Another indicator, in case you needed one, that the people who run higher education are (1) mendacious, (2) deceitful, (3) hysterical, and (4) puerile. The trustees could repair this situation, but the professional and business types who sit on boards seem to believe that being mendacious, deceitful, hysterical and puerile is perfectly normal. That's the toxic culture in which we all live.

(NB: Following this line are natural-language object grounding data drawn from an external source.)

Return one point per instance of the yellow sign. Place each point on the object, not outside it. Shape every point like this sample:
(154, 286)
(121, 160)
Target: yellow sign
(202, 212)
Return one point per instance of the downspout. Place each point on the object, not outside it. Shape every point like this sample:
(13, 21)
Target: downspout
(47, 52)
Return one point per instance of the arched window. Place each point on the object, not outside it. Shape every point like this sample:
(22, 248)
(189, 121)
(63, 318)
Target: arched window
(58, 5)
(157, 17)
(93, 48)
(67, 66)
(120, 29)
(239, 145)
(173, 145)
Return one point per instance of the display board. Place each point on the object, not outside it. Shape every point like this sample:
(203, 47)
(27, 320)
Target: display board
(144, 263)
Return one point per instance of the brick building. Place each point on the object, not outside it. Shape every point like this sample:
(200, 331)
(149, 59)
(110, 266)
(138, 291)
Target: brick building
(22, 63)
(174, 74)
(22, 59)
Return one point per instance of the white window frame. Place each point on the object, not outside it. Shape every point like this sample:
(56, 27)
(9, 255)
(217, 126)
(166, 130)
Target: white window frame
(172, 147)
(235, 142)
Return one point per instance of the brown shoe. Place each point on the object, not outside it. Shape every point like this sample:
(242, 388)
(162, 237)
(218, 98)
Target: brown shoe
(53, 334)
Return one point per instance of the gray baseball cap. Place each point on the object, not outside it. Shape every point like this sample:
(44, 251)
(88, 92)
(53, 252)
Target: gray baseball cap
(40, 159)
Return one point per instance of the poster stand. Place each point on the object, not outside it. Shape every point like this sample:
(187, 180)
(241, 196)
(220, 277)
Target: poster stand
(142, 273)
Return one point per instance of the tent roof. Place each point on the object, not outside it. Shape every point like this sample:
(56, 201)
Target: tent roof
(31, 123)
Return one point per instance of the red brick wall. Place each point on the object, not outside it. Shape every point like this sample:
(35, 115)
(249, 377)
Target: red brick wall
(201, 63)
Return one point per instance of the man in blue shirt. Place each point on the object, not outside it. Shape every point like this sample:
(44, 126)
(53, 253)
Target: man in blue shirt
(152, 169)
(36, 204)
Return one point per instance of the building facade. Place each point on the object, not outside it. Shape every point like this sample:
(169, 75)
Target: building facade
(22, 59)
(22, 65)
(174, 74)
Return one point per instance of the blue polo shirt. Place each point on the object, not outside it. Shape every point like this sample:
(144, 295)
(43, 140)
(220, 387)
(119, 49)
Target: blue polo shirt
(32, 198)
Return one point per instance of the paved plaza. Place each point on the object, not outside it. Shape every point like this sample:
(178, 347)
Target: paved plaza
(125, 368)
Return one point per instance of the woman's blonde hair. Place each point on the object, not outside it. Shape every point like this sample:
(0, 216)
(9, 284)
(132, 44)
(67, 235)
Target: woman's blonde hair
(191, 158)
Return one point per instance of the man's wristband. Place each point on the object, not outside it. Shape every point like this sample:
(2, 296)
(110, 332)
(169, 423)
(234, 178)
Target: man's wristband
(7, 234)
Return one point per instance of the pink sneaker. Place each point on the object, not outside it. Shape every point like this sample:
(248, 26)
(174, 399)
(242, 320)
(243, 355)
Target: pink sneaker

Posted by: Art Deco | Dec 2, 2019 11:08:37 AM

Restrictions on teaching in response to a professor's out-of-class speech also implicate the First Amendment, as the Second Circuit ruled in Levin v. Harleston (1992). That decision ruled that a university couldn't even create alternative classes for students of a professor in response to his writings denigrating blacks -- much less restrict his teaching directly -- without violating the First Amendment. See 966 F.2d 85 (2d Cir. 1992). Josh Blackman has since modified his blog post to include mention of the Levin case, citing the fact that I brought it to his attention.

I see no evidence that Professor Rasmusen has discriminated against women or minorities in his classes, or in grading. So the Levin v. Harleston case seems highly relevant.